Just obtain the marker effects for the training set and then with the maker for the 

new materials do as follows:

GEBV = Xnew*betaHat 

where GEBV are the Genomic estimated breeding value

Xnew the matrix of markers for new materials

betaHat the marker effects estimated using training data (old data).

This is an option, another option is to use GBLUP.

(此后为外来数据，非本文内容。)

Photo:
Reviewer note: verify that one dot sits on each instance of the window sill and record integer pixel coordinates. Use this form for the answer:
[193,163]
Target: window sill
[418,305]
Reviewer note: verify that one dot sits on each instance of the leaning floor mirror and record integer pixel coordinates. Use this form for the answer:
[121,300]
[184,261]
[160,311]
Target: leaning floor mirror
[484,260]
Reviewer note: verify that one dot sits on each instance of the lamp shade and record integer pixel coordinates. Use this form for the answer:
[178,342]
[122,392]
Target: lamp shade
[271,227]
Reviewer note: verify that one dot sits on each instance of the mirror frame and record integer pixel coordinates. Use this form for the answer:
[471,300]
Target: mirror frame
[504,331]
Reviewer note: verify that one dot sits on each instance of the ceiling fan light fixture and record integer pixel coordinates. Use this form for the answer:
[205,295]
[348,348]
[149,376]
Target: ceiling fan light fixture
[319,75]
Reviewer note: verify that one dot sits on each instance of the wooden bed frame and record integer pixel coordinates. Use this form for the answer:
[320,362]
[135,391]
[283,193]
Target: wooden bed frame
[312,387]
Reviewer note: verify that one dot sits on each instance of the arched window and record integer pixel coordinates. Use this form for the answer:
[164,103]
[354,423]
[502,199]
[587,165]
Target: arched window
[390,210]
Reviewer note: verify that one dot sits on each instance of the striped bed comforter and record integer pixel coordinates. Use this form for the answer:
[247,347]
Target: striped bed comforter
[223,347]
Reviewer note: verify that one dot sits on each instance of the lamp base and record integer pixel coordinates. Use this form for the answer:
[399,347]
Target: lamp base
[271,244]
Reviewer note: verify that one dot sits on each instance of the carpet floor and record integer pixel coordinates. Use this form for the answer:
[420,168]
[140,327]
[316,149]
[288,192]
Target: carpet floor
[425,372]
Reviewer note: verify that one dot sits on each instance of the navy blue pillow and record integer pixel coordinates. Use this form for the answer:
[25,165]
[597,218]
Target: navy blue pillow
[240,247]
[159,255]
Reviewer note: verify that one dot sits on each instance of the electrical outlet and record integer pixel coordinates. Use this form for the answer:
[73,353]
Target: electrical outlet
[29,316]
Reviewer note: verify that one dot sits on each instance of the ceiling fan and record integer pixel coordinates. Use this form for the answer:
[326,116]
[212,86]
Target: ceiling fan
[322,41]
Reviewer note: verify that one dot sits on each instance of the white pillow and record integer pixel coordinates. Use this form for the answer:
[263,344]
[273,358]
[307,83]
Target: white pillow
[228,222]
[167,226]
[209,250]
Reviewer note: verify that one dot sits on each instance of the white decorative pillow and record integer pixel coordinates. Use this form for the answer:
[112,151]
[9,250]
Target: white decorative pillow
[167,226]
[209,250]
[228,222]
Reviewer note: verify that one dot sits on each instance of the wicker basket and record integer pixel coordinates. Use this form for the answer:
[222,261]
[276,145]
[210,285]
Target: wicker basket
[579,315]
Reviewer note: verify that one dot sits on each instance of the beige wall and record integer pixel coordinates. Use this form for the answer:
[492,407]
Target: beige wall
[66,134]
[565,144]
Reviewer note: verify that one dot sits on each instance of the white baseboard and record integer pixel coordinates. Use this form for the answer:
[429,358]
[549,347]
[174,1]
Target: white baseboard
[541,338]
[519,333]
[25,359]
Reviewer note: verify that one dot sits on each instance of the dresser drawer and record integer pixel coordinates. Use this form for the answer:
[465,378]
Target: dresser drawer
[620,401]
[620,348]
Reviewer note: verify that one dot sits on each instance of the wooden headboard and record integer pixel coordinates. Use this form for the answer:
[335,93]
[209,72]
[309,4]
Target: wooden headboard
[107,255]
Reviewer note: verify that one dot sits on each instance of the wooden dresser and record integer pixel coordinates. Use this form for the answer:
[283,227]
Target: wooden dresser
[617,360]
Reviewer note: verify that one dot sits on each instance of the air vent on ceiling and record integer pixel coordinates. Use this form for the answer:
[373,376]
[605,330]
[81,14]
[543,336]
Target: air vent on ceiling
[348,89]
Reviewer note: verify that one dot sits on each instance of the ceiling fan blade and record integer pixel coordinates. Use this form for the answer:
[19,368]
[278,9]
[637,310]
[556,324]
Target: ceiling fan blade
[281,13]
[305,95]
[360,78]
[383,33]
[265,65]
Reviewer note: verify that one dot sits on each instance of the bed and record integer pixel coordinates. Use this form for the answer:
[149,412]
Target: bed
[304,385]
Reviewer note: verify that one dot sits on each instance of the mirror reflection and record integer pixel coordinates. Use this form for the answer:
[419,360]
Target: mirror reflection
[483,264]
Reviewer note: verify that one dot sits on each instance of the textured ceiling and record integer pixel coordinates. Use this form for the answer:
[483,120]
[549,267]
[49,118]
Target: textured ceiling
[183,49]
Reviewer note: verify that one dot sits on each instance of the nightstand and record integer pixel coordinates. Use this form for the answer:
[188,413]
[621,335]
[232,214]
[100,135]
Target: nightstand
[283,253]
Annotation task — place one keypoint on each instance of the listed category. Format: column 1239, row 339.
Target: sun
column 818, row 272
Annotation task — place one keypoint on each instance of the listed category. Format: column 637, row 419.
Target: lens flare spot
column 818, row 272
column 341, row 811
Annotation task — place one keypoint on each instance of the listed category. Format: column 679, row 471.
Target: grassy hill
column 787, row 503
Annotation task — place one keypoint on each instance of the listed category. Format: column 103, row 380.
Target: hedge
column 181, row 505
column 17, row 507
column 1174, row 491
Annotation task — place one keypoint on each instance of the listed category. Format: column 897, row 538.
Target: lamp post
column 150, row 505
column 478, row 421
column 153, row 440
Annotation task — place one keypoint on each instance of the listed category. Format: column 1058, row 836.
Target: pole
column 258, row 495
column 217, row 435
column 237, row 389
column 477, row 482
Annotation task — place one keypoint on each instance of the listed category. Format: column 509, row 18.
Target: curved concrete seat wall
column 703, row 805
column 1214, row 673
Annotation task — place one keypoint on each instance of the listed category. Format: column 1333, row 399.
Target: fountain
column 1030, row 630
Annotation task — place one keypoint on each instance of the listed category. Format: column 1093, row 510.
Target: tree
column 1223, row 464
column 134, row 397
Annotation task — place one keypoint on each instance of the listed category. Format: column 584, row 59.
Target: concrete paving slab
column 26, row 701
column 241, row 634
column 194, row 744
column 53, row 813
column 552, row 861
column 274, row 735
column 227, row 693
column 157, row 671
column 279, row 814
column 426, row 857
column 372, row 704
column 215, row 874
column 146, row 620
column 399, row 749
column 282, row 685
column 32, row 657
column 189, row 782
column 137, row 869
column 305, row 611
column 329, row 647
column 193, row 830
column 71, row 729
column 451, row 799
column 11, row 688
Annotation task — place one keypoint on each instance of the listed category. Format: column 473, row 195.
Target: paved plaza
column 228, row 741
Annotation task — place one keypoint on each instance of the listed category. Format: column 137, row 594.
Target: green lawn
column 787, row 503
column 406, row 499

See attachments for equations, slides 17 and 19.

Q

Enviado: jueves, 15 de abril de 2021 22:45
Para: Paulino Perez Rodríguez
Asunto: 答复: Ask the R package BGLR how to predict the phenotype based on marker effect

Dear Prof.

Thank you for your reply so quickly! I probably understand. But what is the relationship between GEBV and yHat? I tried to calculate X%*%beta+varE, but it is not equal to yHat. Can GEBV be used for phenotype selection?

Thanks again
Regards

A

发件人: Paulino Perez Rodríguez [mailto:perpdgo@colpos.mx]
发送时间: 2021年4月17日 0:19
主题: Re: Ask the R package BGLR how to predict the phenotype based on marker effect

actually if you are going to rank individuals you do not need yHat,  just the GEVBs

in this particular model, 

yHat=muHat + GEVB
 
X%*%beta+varE does not make sense, 

Regards.

Over

I got it. Thank you very much!

Regards.

相信看了后,你明白我的疑惑跟答案了吧。